SANITA’. Ragioneria di Stato, multa a farmacie e laboratori che non trasmettono le ricette

La Ragioneria Generale dello Stato infliggerà una sanzione di 2 euro a ricetta nel caso di mancata, tardiva o errata trasmissione da parte degli operatori (farmacie, ambulatori e laboratori). Come ricorda la Ragioneria dello Stato nella circolare pubblicata oggi, la multa è valida per il momento solo per Abruzzo e Umbria, ma sarà progressivamente estesa a tutte le regioni italiane dove, in forza della Finanziaria 2006, è stato avviato il progetto della Tessera Sanitaria. Il termine della fase sperimentale sarà comunicato con un decreto del ministero dell’Economia.
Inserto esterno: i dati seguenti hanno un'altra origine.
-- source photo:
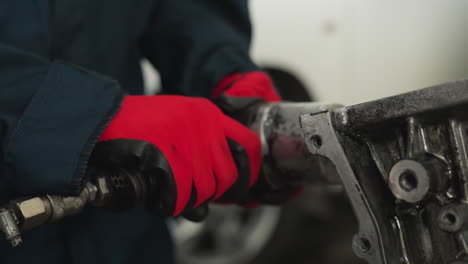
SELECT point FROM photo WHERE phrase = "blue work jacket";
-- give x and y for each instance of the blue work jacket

L’obiettivo è quello di potenziare il monitoraggio della spesa sanitaria attraverso il controllo delle ricette farmaceutiche e specialistiche e l’appropriatezza delle prescrizioni ed è stato assunto dopo casi clamorosi venuti alla luce tipo, ad esempio, la prescrizione di pillole anticoncezionali a ultraottantenni.

Se non si trasmetteranno correttamente le ricette all’amministrazione, si rischia, dunque, un’ispezione della Guardia di Finanza e la multa nel caso di irregolarità. Si potrà comunque, entro 30 giorni dalla data della contestazione, difendersi davanti all’amministrazione che, se riterrà valide le eccezioni presentate dall’interessato, potrà procedere all’archiviazione. Nel caso invece si decida di pagare si ha tempo 60 giorni per il pagamento in misura ridotta e senza interessi e spese.